Data has also revealed 15,792 properties are up for sale in Kent, which is a decrease of 20% since January 2007.
Managing director at the Medway-based Dockside Property Services, Spencer Fortag, said: "I think there's a number of factors at play here and while it's true stamp duty might be contributing to a slight stagnation in the market it isn't the whole story.
"It penalises people who are trying to buy property, especially first time buyers.
"Something else to think about is we've had this additional 3% stamp duty cost for people who want to buy an additional property to rent out.
"Millennials are being penalised in the rental and sales market.
"It's a free market so the average house prices are dictated by demand. If we look at the average house prices and earnings ratio in Medway it hasn't gone up massively."
Offering a solution to the problem, he suggested the government needs to allow more house building.

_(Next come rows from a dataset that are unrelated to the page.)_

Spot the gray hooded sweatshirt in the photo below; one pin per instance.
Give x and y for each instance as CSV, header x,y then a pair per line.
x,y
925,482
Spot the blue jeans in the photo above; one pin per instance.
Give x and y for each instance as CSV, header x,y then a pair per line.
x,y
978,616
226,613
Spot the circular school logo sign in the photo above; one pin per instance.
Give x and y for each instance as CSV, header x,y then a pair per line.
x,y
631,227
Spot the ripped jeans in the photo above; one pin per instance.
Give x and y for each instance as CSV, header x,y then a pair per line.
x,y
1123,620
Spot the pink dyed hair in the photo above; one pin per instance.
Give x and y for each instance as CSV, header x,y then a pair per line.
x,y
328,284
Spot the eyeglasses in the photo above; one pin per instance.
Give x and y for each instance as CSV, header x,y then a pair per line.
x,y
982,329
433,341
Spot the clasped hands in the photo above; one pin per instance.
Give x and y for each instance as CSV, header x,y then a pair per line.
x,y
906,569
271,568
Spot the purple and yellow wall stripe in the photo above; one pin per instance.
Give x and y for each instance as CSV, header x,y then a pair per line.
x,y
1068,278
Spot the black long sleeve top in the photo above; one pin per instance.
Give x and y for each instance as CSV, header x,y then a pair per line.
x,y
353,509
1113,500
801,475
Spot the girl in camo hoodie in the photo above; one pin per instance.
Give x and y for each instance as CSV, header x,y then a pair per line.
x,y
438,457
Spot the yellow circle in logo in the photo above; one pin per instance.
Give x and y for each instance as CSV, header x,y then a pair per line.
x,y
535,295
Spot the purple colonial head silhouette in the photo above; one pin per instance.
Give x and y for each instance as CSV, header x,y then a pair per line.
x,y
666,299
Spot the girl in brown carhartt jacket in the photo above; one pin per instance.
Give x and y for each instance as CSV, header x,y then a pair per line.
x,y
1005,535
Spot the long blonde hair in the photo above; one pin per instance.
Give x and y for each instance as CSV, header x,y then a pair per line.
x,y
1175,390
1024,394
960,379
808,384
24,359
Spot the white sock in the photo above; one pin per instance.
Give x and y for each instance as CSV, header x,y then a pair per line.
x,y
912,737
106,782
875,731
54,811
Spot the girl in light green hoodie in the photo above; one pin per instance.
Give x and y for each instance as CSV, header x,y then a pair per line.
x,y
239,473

"I think what the government have to get to grips with is understanding we're not building enough affordable housing and some millennials are actually happy to rent," he added.
The report also reveals it takes an average of 118 days to sell a property in Kent - an increase of 44% in 10 years.
Talking about the number of days people have to wait before their house is sold, Mr Fortag said: "We've had cases where some of our houses have sold very quickly, so I can only imagine the report talks about the time it takes for the sales process to go through.
"If that's the case the property market does need to be looked at."
Across the UK the study has found 25 to 34 year olds own the least while people aged 55 and over now have 63% of UK residential properties, up from 56% in 2006.
On average each person in the UK over 55 has a property wealth of £161,000 where as the value falls to £3,000 for those aged between 25 and 34-years-old.